As far as etiquette goes, a small gift for your host, such as a bottle of wine, while by no means required, is almost always appreciated. This doesn’t need to be a rare or expensive bottle; it’s the gesture that matters. As for serving the bottle, most hosts have their food and drink menus planned in advance, so do not feel pressured to serve the bottle a guest brings. Alternatively, do not feel insulted if a host does not serve the bottle you gifted that evening. Know that your gesture is appreciated and that your host will enjoy your gift at a later date—perhaps even with you, too.

Here are five additional modern etiquette tips you can put to use this holiday season and beyond:

  1. Start by planning on serving half a bottle of wine for each guest, and adjust based on your knowledge of the group.

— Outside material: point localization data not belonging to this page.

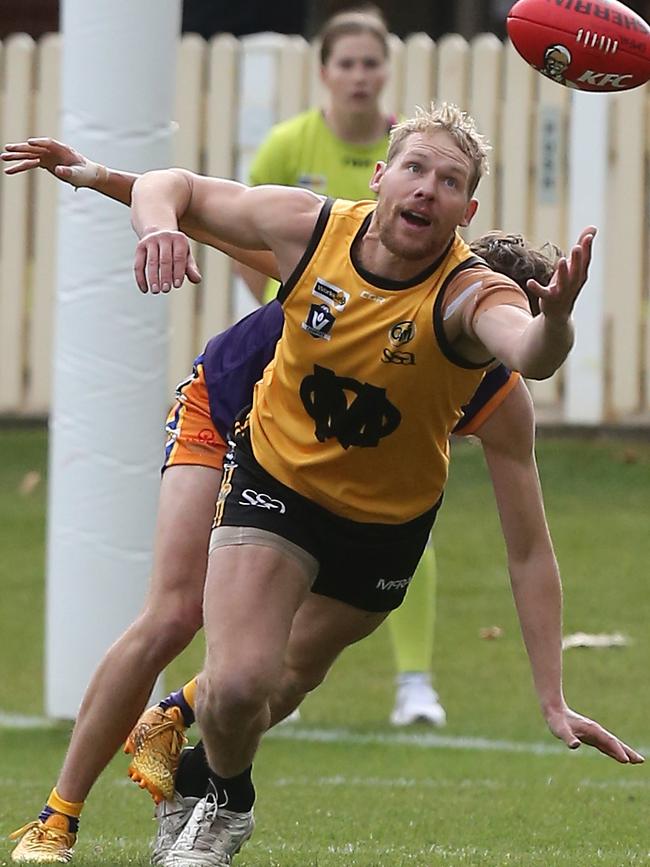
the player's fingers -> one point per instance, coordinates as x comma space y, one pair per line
167, 253
152, 266
593, 734
22, 166
587, 235
139, 267
181, 257
25, 148
565, 733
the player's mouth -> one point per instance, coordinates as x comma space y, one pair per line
415, 219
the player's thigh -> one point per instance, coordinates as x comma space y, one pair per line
321, 629
252, 593
186, 507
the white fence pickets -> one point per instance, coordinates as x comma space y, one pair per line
15, 212
222, 113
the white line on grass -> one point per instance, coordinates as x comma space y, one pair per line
425, 740
21, 721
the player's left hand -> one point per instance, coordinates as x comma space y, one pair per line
556, 300
163, 259
575, 729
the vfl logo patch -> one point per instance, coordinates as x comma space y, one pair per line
319, 322
262, 501
331, 294
402, 332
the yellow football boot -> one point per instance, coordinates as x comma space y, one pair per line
48, 842
155, 744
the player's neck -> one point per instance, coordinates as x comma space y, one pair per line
374, 256
360, 128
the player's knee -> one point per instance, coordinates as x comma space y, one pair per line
232, 695
301, 679
170, 628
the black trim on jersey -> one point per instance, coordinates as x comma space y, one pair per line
384, 282
438, 328
310, 249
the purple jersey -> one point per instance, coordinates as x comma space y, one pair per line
234, 360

  2. White wine should be held by the glass stem or base to avoid warming the chilled wine with your hand. Red wine is served at room temperature, so the glass may be held at the bowl.
  3. Offer to pour wine for others before you pour for yourself.
  4. Fill wine glasses to their widest point.
  5. When gifting or serving, remember that expensive does not necessarily equal excellent. Find a bottle of wine that you feel reflects your lifestyle, and would trust to serve to any guest. Remember, it’s the thought that counts.